Union Leader Correspondent

November 22. 2017 4:46AM
Barbara Jenny went before the zoning board in Portsmouth Tuesday night to ask for an appeal of a city official's cease-and-desist order on her Airbnb. (KIMBERLEY HAAS/Union Leader Correspondent)

PORTSMOUTH — A couple will not be able to rent out their property on Airbnb short-term after the zoning board denied their appeal Tuesday night.

Matthew Beebe and Barbara Jenny own Working Stiff Properties and live at 81 Lincoln Ave. They bought 87 Lincoln Ave. last year, intending that some day her daughter, a traveling musician, and son-in-law could live there. In the meantime, they planned to rent the property.

But the couple was served with a cease-and-desist order last summer from a code enforcement officer after neighbor Peter Fernald complained to the city.

Tuesday’s hearing was a rehearing on the couple’s appeal to the board. They were not present at the first appeal hearing.

During her 20-minute PowerPoint presentation before the board, Jenny said the city’s administrative rule regarding short-term rentals is not valid and is enforced selectively.

Jenny displayed screenshots of Airbnb and HomeAway listings in Portsmouth. She said City Attorney Robert Sullivan told her she could complain about each of them if she wished, but that the city would take no action otherwise.

Jenny called out Fernald, who made the complaint against her.

“The complainant has always referred to us as absentee landlords. We live 16 feet from Lilac House and we are closer to Lilac House than our garage. To refer to us as absentee landlords is quite a stretch,” Jenny said.

Fernald spoke and said permitting short-term rentals in the city of Portsmouth is a slippery slope that could lead to wealthy developers in other cities opening small hotels under the guise of Airbnb.

“Matt and Barbara believe living next door makes a difference, and maybe it does, but where does the city draw the line?” Fernald said.

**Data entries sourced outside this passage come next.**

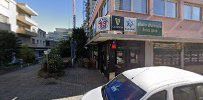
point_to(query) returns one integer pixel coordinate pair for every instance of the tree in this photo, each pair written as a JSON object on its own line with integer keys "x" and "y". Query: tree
{"x": 80, "y": 37}
{"x": 8, "y": 46}
{"x": 27, "y": 54}
{"x": 64, "y": 48}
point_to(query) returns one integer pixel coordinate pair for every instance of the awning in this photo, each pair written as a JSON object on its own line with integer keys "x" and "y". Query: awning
{"x": 101, "y": 37}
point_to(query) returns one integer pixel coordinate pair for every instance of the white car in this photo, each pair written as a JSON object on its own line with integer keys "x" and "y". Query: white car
{"x": 151, "y": 83}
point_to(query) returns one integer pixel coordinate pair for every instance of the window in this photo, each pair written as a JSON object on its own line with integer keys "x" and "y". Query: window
{"x": 123, "y": 5}
{"x": 184, "y": 93}
{"x": 199, "y": 92}
{"x": 4, "y": 3}
{"x": 33, "y": 41}
{"x": 165, "y": 8}
{"x": 140, "y": 6}
{"x": 159, "y": 96}
{"x": 192, "y": 12}
{"x": 3, "y": 19}
{"x": 105, "y": 9}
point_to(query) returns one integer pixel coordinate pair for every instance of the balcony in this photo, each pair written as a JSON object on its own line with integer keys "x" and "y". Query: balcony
{"x": 27, "y": 20}
{"x": 5, "y": 26}
{"x": 26, "y": 32}
{"x": 27, "y": 9}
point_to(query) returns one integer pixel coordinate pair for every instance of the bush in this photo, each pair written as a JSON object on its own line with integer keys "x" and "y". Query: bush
{"x": 55, "y": 66}
{"x": 64, "y": 48}
{"x": 55, "y": 62}
{"x": 27, "y": 54}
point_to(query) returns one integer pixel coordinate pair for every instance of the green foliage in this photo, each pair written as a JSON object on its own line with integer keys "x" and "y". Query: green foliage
{"x": 64, "y": 48}
{"x": 55, "y": 62}
{"x": 80, "y": 37}
{"x": 27, "y": 54}
{"x": 8, "y": 45}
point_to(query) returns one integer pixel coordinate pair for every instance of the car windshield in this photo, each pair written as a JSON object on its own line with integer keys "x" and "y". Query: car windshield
{"x": 121, "y": 88}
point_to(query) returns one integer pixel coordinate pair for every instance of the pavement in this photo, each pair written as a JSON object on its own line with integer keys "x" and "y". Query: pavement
{"x": 24, "y": 84}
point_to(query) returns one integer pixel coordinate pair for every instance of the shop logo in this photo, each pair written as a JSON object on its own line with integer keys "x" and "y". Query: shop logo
{"x": 118, "y": 21}
{"x": 130, "y": 23}
{"x": 103, "y": 23}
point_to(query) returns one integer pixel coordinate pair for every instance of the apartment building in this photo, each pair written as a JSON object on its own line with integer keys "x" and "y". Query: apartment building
{"x": 137, "y": 33}
{"x": 40, "y": 42}
{"x": 26, "y": 26}
{"x": 8, "y": 15}
{"x": 59, "y": 34}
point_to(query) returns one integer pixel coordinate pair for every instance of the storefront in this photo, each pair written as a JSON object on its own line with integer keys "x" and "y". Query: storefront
{"x": 127, "y": 43}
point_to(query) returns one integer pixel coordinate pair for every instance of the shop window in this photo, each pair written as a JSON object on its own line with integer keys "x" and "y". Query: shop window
{"x": 123, "y": 5}
{"x": 192, "y": 12}
{"x": 167, "y": 54}
{"x": 120, "y": 58}
{"x": 165, "y": 8}
{"x": 193, "y": 54}
{"x": 3, "y": 19}
{"x": 140, "y": 6}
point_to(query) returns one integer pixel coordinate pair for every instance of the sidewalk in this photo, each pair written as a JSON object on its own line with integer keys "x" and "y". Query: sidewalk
{"x": 25, "y": 85}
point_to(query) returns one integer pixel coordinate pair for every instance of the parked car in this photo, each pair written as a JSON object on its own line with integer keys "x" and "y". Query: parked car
{"x": 151, "y": 83}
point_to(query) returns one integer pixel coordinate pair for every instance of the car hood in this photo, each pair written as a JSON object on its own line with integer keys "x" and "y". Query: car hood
{"x": 94, "y": 94}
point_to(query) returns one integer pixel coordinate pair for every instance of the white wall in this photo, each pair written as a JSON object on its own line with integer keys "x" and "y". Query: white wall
{"x": 10, "y": 13}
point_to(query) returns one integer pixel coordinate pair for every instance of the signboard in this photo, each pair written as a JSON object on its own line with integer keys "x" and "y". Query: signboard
{"x": 103, "y": 24}
{"x": 146, "y": 27}
{"x": 117, "y": 23}
{"x": 130, "y": 24}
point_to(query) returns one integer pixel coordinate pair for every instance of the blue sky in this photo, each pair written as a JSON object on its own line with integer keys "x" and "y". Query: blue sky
{"x": 55, "y": 13}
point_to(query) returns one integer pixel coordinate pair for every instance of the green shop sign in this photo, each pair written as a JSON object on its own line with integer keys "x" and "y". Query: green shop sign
{"x": 146, "y": 27}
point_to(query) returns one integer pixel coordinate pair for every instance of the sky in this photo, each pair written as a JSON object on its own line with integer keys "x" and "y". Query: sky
{"x": 55, "y": 13}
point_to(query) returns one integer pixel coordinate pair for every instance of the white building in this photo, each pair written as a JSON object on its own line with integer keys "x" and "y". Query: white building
{"x": 59, "y": 34}
{"x": 8, "y": 15}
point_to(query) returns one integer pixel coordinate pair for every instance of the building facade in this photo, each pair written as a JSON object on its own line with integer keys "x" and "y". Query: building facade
{"x": 8, "y": 15}
{"x": 40, "y": 42}
{"x": 59, "y": 34}
{"x": 136, "y": 33}
{"x": 17, "y": 17}
{"x": 26, "y": 26}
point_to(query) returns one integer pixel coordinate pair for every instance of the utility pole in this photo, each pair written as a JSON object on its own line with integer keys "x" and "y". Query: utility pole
{"x": 74, "y": 15}
{"x": 73, "y": 42}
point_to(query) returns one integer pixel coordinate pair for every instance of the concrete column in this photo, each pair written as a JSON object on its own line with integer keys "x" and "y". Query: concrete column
{"x": 182, "y": 56}
{"x": 149, "y": 53}
{"x": 181, "y": 9}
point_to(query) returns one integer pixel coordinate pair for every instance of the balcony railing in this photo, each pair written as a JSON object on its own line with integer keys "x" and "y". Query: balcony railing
{"x": 5, "y": 26}
{"x": 26, "y": 20}
{"x": 27, "y": 32}
{"x": 92, "y": 13}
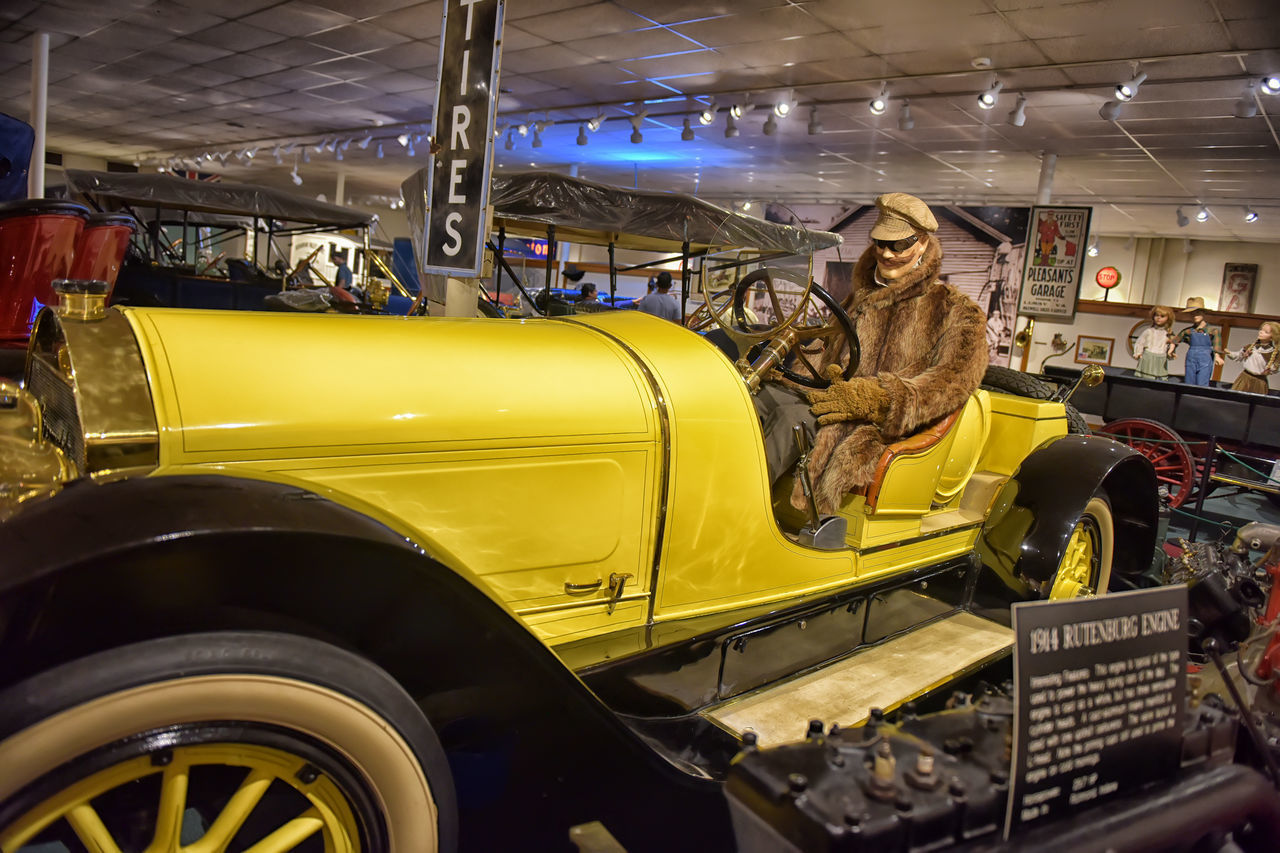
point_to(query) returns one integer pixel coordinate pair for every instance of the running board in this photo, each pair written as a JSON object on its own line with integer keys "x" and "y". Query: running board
{"x": 882, "y": 676}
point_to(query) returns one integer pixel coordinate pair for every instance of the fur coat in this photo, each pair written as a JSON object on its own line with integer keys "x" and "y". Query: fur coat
{"x": 923, "y": 345}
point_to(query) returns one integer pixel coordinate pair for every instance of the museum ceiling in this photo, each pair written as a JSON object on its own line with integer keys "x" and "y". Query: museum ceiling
{"x": 301, "y": 82}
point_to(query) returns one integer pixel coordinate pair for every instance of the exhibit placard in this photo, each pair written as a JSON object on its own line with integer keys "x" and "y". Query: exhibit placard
{"x": 1054, "y": 261}
{"x": 466, "y": 99}
{"x": 1100, "y": 685}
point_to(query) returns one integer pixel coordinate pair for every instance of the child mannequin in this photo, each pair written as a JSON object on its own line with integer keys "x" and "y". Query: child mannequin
{"x": 1261, "y": 359}
{"x": 1206, "y": 342}
{"x": 1151, "y": 349}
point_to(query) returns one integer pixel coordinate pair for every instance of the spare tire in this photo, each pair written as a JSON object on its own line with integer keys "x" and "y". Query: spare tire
{"x": 1024, "y": 384}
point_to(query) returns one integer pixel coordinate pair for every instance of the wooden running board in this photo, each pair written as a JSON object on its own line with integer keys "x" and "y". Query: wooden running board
{"x": 882, "y": 676}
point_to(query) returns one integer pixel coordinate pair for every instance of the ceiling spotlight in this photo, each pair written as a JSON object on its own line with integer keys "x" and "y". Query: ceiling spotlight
{"x": 1247, "y": 106}
{"x": 1128, "y": 90}
{"x": 987, "y": 100}
{"x": 636, "y": 121}
{"x": 1018, "y": 115}
{"x": 814, "y": 124}
{"x": 878, "y": 104}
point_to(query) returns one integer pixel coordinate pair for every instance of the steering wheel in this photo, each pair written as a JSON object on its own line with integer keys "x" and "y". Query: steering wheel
{"x": 805, "y": 324}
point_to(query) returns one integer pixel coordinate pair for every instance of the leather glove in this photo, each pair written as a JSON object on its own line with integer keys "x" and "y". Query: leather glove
{"x": 854, "y": 400}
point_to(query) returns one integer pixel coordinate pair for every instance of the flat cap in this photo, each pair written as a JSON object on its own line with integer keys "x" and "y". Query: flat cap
{"x": 900, "y": 215}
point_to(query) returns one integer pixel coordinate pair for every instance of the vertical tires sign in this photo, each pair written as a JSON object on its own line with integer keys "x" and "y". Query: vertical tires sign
{"x": 466, "y": 100}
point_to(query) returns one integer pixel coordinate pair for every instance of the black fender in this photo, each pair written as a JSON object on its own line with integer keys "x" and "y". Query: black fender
{"x": 1036, "y": 511}
{"x": 533, "y": 751}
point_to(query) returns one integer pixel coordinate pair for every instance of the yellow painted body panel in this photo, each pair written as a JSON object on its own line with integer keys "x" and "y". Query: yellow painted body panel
{"x": 531, "y": 455}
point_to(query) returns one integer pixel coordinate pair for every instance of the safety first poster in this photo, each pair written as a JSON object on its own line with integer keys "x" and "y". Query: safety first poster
{"x": 1055, "y": 261}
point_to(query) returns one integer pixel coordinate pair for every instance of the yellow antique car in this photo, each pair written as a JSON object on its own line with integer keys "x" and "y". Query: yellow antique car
{"x": 371, "y": 583}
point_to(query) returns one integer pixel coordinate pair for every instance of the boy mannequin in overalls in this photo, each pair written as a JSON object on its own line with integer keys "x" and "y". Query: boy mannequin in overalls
{"x": 1205, "y": 345}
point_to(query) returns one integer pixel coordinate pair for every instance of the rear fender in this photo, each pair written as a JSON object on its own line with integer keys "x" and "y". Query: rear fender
{"x": 1034, "y": 515}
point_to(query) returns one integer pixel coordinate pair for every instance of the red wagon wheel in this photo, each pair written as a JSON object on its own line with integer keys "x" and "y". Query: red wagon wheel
{"x": 1169, "y": 454}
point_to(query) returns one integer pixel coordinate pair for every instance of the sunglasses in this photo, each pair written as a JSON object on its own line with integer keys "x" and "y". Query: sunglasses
{"x": 897, "y": 245}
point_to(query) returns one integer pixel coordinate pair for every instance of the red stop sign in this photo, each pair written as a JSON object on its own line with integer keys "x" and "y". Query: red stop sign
{"x": 1107, "y": 277}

ZBA member Arthur Parrott did not buy Jenny’s argument. He said if a state trooper doesn’t catch every speeder in the traffic circle on a given morning, that doesn’t give the one person who is given a ticket an argument before a judge.

Parrott said Jenny and Beebe claim they are not running a business because the building is a single-family dwelling, but they are, because money is exchanged.

“What in the world is it if it is not a business or commercial transaction?” Parrott said. “When you have people exchange money in return for goods and service, I call it a business.”

Vice Chairman Charles LeMay said he has used Airbnb before, and he thinks the home-sharing service is swell, but the matter before the board is whether the code enforcement officer who served the cease-and-desist order was acting in good faith.

The board found the city official was not acting unlawfully and denied the couple’s appeal.